Evolution of intracranial aneurysm treatment techniques

The treatment of IAs has undergone very significant paradigm shifts in the recent decades. The introduction of any new device is inevitably accompanied by evolution of the technique as clinical experience grows and case selection improves. This phenomenon will continue to prevail with further technological advancements. This conversely can lead to the paradox of choice. With a large armamentarium of IA treatment techniques, one of the challenges of the operator may be to face achieving mastery in the surgical techniques or devices of their trade while keeping pace with the explosive evolution of technology and techniques. In addition, using a range of techniques may reduce their expertise in each individual technique. Any new technique assessed must account for the options that are available to the patient and the likely outcomes of those options. The technology should be generalized for use by most of the expert community, because, if it is too esoteric or technically demanding, it may not be commercially and clinically successful. Thus, the evaluation of new techniques should be carried out in multiple centers with a diversity of clinicians as this provides a more representative reflection of what can be expected when a device is made readily available. Future directions and innovation for IA treatment techniques will be based on the refinement of currently available technology and driven by what is identified as current limitations of established techniques. The ultimate aim of the evolution is to address current shortfalls and reduce complications and morbidity. For example, the advent of flow diverters has helped overcome prior limitations of SAC in the treatment of wide-necked, giant, or fusiform IAs. Understanding whether the new devices and surgical techniques are at least equally safe and potentially more effective than currently available treatments and whether IAs of different locations and subtypes can be treated safely and completely remains an ongoing challenge in cerebrovascular neurosurgery. Finally, addressing the cost issue of emerging technologies is also of major importance to enable application in LMICs [29, 80, 98].

Conclusion

We summarized the available treatment options for IAs.
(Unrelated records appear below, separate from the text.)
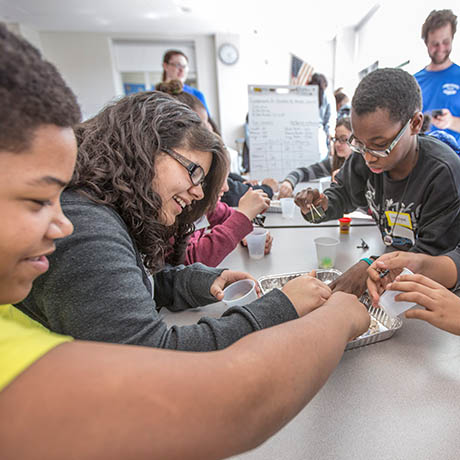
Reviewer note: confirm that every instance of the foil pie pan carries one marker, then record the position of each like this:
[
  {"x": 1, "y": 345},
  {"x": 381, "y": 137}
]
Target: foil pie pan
[{"x": 383, "y": 326}]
The treatment should be approached in a multidisciplinary manner, taking into account the characteristics of the IA, patient’s comorbidities, the patient’s preferences, and the experience of the operator. The patient’s condition at presentation plays an important role in the decision-making by experienced neurovascular surgeons and endovascular specialists. In certain complex IA cases, a single approach may be inadequate to completely treat it, and its successful treatment requires a combination of microsurgical and endovascular techniques. Ultimately, it is intended that this review will allow the reader to apply the best matched evidence to decide the best approach towards a particular lesion.